Copy of Letter WII 4:2
Jamaica Plain, Mass., March 17th 1899
My dear Veitch:
I have this morning received your letter of March 8th. It is needless for me to say that I shall be glad to do anything in my power to help your collector when he appears here. I shall be in Washington a few days at a meeting of the National Academy on the 19th of April and I shall be leaving again probably for the south about the 1st of May. I hope therefore that he will come between those two dates, or delay coming here until about the 15th of May.
Dr. Henry is now in an almost semitropical country where there are no mountain ranges and it is not probable, although of course possible, that plants from that part of China would be hardy in England.
It takes about two months and a half to get a letter from Dr. Henry's present station to Boston, so that if your man left here on the 1st of May he would not reach Dr. Henry before August. Probably with delays at HongKong, Tonkin and other places en route, it would be the 1st of September before he found Dr. Henry. In this case I should think it would be desirable for him to remain with Dr. Henry during the autumn and early winter
at any rate, because if he left Southwestern Yu-nan, where Henry's station is, in September to go anywhere in central or northern China, he would reach a new collecting field too late to accomplish anything this year. In view of all this my idea would be that he might, after seeing Ford, go up the Yang-tse River to Ichang, which is now a treaty post and for many years Henry's headquarters, and collect there during the autumn. In this particular region we know that there are many trees and shrubs which have not yet been introduced into cultivation, and dried specimens of Henry's collecting in that part of China can be seen either at Kew or here; and a list of them could be made out from Dr. BretSchneider's new book which I suppose you have seen. Then in the winter when the collecting season about Ichang was over he might visit Dr. Henry if you wanted him to do so. This of course would take him to the South during the winter, when he could do nothing in central and northern China. My own idea is that the great fields to be worked are from Ichang westward to the mountainous region on the border between China and Thibet, and then northward in the territory watered by the upper Yellow River, and so on to Pekin and northward.
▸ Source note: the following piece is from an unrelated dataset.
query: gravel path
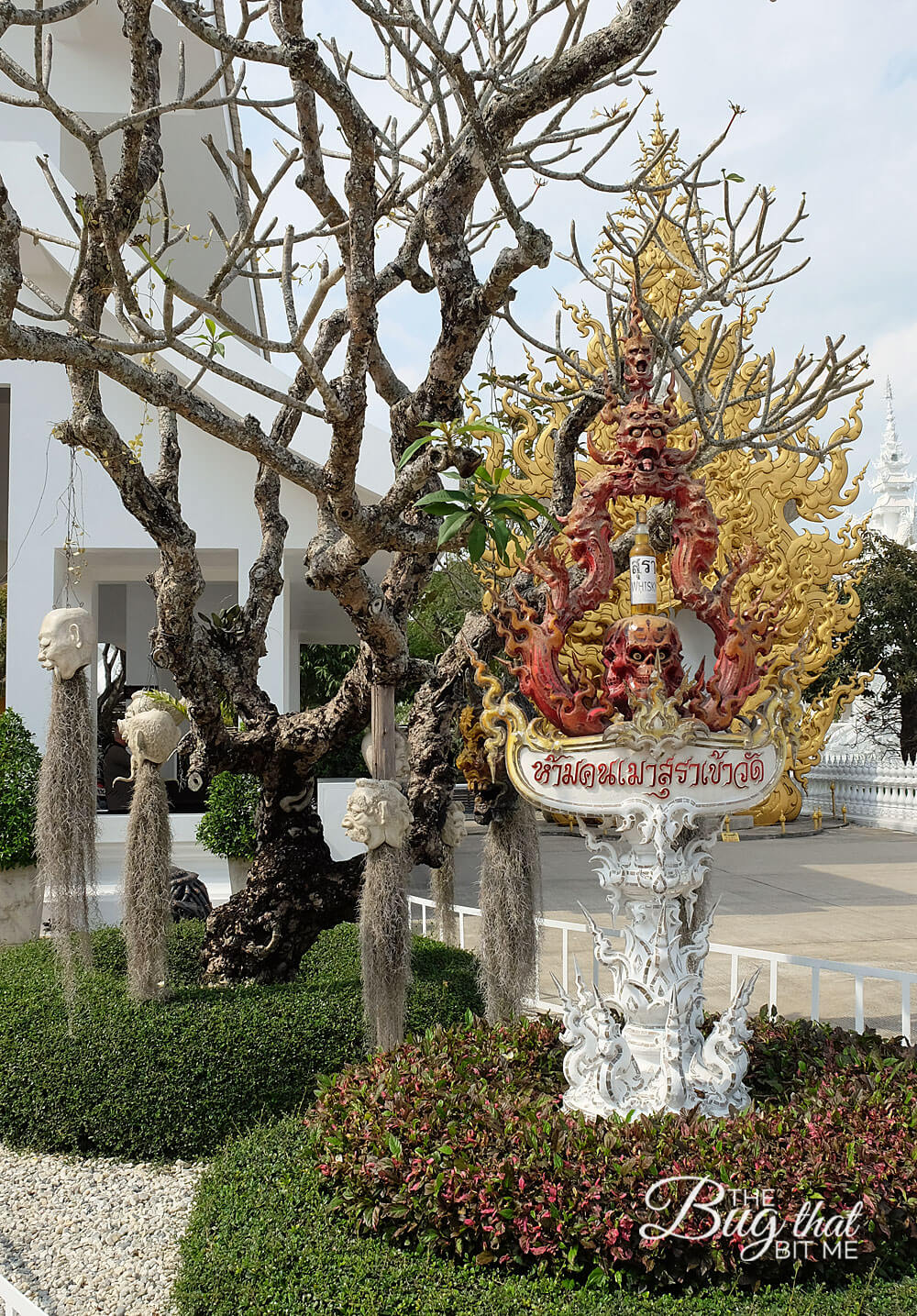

I have been thinking myself lately a good deal about China and have almost determined to try and do something there on account of the Arboretum if I can get hold of the right man for the work. All this is still very vague with me and may come to nothing; if it does, there is no danger of our conflicting, for the field is an enormous one
and there is work enough for a dozen collectors to do for the next twenty years. Of course my only idea would be to increase the knowledge of Chinese Trees and shrubs and I should expect to share anything I got with you. Although my plans are entirely unformed and probably will amount to nothing, I feel that I ought to mention the fact that I am thinking seriously about China as we have had so much correspondence together on the subject. I do not know if it is a part of your scheme for your man to dry herbarium specimens. Of course it would be a very useful thing if he could do this, making a set for Kew and, if possible, one for me of all woody plants.
Before finally making up your mind about the field to be occupied by your collector I advise you to read those parts of Bretschneider's book which relate to explorations of David and Henry. Delavay of course was in a region of unsurpassed richness and some of his plants appear to succeed in England and Paris, although we cannot do anything with them here.
I am ashamed to say there is no American in China among our consuls of any special intelligence or information to whom I could give Wilson a letter that would be of any service to him. If you have not already done so, I should try and obtain for him letters from Dr. Bretschneider, who can be addressed at the Botanic Garden in St. Petersburg. Letters to Sir Robert Hart from Mr. Chamberlain I should think would be of very great advantage. He no doubt could obtain for Wilson a good Chinese
passport, more readily perhaps even than the British Minister at Pekin to whom however Wilson ought to take letters from Mr. Chamberlain who will of course be much interested in this project. Bretschneider I fancy knows more Europeans in China than anyone else.